While I was securing an email form at work, I noticed that making a secure web form in PHP is really hard if not impossible. While reading the server logs, I found that spammers were now using email form injections to send spam. Let’s analyze why its hard to properly secure a web form:
1. Inherent flaws in PHP
according to the Month of PHP Bugs, the mail function has an inherent flaw in that it cannot properly sanitize additional control characters after a new line. like in MOPB’s example:
<?php
mail("test@domain(dot)com", "Test\r\n \nAnother-Header: Blub", "Message");
?>
shows how the subject is injectable with newlines.
UPDATE: This bug is currently fixed as of PHP 5.2.2, so update your PHP version to the latest stable release to patch this bug
2. ereg() functions not binary-safe
Many tutorial websites about PHP uses the ereg functions to validate email forms.

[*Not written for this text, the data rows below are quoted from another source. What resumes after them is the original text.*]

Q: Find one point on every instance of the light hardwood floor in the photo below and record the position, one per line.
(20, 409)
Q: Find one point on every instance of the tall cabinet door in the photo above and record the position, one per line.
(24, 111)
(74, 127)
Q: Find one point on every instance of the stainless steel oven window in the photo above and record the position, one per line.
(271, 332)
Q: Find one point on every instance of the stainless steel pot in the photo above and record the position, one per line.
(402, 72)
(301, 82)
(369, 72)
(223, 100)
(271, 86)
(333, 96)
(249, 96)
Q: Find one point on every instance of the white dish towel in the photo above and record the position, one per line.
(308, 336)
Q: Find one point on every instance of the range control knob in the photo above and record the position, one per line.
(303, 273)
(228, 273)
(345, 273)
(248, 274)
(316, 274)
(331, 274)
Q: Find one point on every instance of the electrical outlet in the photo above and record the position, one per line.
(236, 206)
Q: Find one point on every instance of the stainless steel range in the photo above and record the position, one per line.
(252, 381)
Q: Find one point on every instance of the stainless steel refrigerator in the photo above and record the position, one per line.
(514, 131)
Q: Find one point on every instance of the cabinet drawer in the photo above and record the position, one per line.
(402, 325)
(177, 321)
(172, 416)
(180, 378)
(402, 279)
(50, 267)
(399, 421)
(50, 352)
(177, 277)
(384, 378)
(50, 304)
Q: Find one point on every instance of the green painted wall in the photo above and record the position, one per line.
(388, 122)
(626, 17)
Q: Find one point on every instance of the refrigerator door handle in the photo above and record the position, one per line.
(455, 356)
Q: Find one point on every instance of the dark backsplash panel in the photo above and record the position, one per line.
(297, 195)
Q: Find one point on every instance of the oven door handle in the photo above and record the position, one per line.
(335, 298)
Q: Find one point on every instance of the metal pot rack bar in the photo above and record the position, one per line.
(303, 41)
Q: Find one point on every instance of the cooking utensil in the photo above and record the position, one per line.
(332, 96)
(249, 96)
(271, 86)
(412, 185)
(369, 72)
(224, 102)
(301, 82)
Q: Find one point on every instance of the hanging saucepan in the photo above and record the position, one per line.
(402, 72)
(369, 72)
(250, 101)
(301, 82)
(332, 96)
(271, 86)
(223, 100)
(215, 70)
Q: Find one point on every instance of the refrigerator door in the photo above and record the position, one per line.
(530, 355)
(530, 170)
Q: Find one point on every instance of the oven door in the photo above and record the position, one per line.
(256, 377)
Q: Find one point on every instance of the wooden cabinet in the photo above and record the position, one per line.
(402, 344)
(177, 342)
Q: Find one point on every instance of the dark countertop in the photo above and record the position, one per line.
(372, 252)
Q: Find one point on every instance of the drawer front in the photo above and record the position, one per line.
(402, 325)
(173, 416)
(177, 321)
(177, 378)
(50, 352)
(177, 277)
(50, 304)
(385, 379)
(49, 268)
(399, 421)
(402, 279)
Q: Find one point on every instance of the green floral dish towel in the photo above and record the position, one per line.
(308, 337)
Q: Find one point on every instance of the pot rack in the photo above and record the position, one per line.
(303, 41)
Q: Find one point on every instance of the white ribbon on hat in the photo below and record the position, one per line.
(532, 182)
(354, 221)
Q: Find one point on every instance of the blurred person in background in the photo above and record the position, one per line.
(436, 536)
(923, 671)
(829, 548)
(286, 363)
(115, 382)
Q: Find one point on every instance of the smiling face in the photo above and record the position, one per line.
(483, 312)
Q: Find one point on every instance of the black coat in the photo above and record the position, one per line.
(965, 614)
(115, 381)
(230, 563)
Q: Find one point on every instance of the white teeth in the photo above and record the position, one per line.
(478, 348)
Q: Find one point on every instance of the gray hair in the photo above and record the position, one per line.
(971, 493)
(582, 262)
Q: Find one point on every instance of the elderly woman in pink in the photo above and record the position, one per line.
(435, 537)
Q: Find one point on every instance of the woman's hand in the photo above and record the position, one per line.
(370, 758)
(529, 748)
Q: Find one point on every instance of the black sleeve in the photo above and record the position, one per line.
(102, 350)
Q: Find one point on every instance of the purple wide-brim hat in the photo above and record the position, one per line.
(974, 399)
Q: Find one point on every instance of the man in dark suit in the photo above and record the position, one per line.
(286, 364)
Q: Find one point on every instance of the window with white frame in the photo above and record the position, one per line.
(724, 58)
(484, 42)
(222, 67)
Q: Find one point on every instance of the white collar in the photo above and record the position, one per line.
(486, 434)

Unfortunately, ereg() functions are NOT binary-safe
take this code for instance:
if ( eregi("^[A-Z0-9._%-]+@[A-Z0-9.-]+\\.[A-Z]{2,4}$", $email )
return TRUE;
else
return FALSE:
seems good right? unfortunately, injecting a null byte %00 to the email string will bypass an ereg function making the validation useless. Fortunately, there is a binary-safe regex engine for PHP, the PCRE or Perl-compatible Regular Expressions. Which brings us to #3.
3. Wrong usage of the PCRE functions
once you have enough knowledge to know the limitations of #1 and #2, the next choice would be to use the binary-safe PCRE functions. But be wary there is also a major pitfall for using this function. Notice that some PHP tutorial websites will show you this code for validating an email address:
if ( preg_match("/^[A-Z0-9._%-]+@[A-Z0-9.-]+\\.[A-Z]{2,4}$/", $email) )
return TRUE;
else
return FALSE;
unfortunately, there are 2 pitfalls for this code. First, this code is case sensitive and will only match uppercase email addresses. The second pitfall is that it will not check whether there is a newline at the end. so replacing the email with test@test.com\n would bypass this filter. By appending /i for case insensitivity and /D for dollar end, we can prevent these filter bypass. In the end, this should be the way to match an email quickly and practically:
if ( preg_match("/^[A-Z0-9._%-]+@[A-Z0-9.-]+\\.[A-Z]{2,4}$/iD", $email) )
return TRUE;
else
return FALSE;